If you’re considering investing in a solar energy system for your home, you will need to know the basics. Roof-mounted solar cells collect radiant heat and light from the sun and convert it to energy in order to cover some or all of your home’s electricity demands. You’ve heard that it can save you money and reduce you and your family’s negative impact on the environment. But before you dive in and get a solar system for your home, make sure you’ve explored the positives and potential drawbacks. Here are a few pros and cons of residential solar energy systems. Head over to Modernize for more ideas on implementing solar in your home.



It Will Slash Your Energy Bill

Installing a solar system requires an upfront investment, but the savings will start the moment your system is beginning to cover some of your home’s energy demands. This means self-sufficiency and independence from rising electricity rates. Your system will eventually pay for itself and provide you affordable, sustainable energy for many years to come.

It’s an Investment in the Future

We need to do what we can to create a better future for coming generations. Solar growth means less destructive fossil fuel use, which leads to a smaller carbon footprint and ultimately a cleaner, brighter earth for coming generations. The solar sector has also created economic growth and new jobs that help the economy thrive.

The Sun is an Abundant Source of Energy

Every day, the sun produces thousands of times more energy than the whole earth needs to meet its demands. It’s constant, reliable, abundant, and cannot be monopolized.

The Government Will Cut Down Your Cost 

Local and state incentives are a great motivator for people who want solar but are letting the cost hold them back.

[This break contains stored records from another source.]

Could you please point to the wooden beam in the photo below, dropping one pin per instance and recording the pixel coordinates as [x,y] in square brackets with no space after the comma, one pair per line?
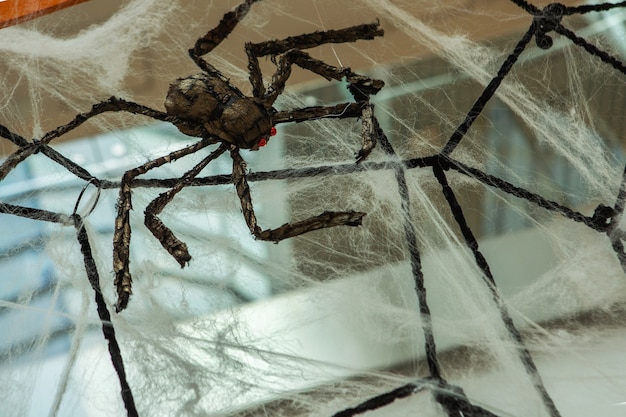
[13,12]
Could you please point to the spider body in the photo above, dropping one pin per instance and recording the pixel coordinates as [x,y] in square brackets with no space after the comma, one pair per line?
[215,107]
[209,107]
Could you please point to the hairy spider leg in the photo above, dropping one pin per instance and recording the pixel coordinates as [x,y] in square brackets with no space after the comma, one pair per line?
[121,235]
[26,149]
[288,230]
[171,243]
[310,40]
[361,87]
[215,36]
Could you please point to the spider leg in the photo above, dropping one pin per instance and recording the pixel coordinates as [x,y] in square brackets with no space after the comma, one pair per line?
[121,235]
[27,148]
[306,41]
[171,243]
[215,36]
[324,220]
[360,86]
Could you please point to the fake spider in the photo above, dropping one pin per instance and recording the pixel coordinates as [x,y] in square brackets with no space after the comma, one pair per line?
[206,105]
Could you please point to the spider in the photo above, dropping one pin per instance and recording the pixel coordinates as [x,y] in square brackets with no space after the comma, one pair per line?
[206,105]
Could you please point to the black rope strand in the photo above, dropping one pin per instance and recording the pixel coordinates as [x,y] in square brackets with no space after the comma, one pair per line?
[487,93]
[416,262]
[482,263]
[105,317]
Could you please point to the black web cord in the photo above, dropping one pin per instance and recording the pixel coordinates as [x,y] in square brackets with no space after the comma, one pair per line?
[105,317]
[605,218]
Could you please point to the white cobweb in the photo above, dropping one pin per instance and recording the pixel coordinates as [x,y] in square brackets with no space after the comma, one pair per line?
[324,322]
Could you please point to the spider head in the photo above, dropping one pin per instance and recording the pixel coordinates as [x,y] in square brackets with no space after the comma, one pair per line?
[213,107]
[263,141]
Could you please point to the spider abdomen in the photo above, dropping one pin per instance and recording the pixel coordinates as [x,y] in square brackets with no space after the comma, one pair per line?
[220,108]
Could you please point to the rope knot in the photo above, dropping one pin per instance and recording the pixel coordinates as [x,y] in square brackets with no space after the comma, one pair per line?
[547,21]
[602,217]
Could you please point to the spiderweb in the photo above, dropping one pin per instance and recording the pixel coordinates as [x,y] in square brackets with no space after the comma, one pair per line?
[487,277]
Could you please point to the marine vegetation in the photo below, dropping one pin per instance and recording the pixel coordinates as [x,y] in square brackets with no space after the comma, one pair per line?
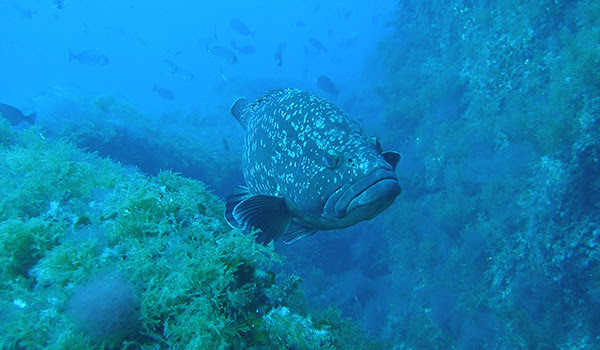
[495,242]
[116,129]
[95,255]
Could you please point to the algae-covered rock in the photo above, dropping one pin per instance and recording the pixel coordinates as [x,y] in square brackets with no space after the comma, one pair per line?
[94,255]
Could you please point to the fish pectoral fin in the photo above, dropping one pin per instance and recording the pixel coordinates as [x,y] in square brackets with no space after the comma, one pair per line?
[265,213]
[297,231]
[239,194]
[392,158]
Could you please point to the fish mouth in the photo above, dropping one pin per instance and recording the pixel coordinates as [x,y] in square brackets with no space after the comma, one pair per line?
[366,198]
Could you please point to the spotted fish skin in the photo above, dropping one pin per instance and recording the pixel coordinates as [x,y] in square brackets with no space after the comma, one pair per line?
[307,167]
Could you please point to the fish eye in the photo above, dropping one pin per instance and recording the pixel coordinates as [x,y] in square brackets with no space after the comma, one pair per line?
[377,144]
[331,159]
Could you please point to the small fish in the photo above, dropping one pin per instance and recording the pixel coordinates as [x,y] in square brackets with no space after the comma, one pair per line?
[279,54]
[241,27]
[164,93]
[15,116]
[308,167]
[246,49]
[225,144]
[89,57]
[58,4]
[224,54]
[316,43]
[325,84]
[175,70]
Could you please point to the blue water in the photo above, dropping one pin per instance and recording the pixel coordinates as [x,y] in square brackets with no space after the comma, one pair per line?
[493,242]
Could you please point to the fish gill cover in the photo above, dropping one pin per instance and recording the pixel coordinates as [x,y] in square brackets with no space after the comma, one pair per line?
[492,244]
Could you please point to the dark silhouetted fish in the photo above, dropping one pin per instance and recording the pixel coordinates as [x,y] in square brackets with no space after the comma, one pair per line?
[224,54]
[279,54]
[164,93]
[175,70]
[325,84]
[15,116]
[89,57]
[307,167]
[245,50]
[316,43]
[241,27]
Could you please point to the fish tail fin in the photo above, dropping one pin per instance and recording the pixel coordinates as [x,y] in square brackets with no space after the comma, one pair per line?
[240,110]
[31,118]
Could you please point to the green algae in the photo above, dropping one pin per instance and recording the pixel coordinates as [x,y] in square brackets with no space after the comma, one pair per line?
[68,217]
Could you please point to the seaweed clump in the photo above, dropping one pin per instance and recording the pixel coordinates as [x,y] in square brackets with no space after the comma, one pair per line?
[94,255]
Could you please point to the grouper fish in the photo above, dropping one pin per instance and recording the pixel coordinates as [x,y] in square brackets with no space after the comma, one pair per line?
[307,167]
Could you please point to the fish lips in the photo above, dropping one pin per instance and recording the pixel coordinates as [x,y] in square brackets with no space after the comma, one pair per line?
[366,198]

You could save thousands of dollars if your system qualifies for these rewards. The federal government is currently offering a 30 percent tax credit that will make the initial financial burden much easier to bear.

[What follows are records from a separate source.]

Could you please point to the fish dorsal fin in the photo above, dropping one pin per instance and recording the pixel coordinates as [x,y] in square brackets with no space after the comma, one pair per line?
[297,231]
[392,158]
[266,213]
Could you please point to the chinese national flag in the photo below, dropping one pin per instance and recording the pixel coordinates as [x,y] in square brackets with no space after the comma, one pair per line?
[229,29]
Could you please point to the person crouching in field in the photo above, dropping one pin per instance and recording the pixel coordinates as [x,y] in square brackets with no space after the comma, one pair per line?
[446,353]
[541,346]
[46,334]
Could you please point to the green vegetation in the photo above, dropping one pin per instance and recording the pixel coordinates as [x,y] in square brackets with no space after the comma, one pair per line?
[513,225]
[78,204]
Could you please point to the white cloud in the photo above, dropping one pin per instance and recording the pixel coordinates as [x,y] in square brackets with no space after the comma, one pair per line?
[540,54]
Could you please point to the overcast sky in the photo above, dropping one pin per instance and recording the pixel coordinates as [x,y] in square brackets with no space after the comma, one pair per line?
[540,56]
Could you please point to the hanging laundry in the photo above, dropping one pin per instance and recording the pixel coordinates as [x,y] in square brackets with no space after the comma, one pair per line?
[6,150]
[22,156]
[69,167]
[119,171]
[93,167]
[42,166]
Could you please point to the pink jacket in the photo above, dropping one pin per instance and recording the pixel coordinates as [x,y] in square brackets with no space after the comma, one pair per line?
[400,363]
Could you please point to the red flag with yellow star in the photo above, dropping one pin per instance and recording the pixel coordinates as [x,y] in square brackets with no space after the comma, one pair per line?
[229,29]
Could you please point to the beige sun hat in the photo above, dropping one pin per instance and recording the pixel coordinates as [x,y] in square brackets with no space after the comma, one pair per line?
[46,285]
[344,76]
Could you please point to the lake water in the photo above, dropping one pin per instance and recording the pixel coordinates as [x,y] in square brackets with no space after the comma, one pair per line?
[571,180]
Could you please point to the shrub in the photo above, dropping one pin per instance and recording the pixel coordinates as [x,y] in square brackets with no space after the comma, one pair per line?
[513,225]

Nightly Dependence on Local Utilities

Grid-tied systems are more popular than off-grid these days, largely because batteries are costly. Without a storage option, you can’t save the excess energy your system produces. This means that during the night, when the cells can’t derive energy from the sun, solar users rely on local utility companies to supply their electricity needs.

Not Every Home Is a Good Candidate for Solar

While climate doesn’t have as much of an effect on candidacy as you may think, there are other factors that can stand in the way. A small roof, historic district stipulations, or heavy shade in your yard could affect whether solar would be a good idea for you. Before making such a big investment, you’ll want to make sure your home would allow the system to work at optimum efficiency and make the wisest decision for your situation.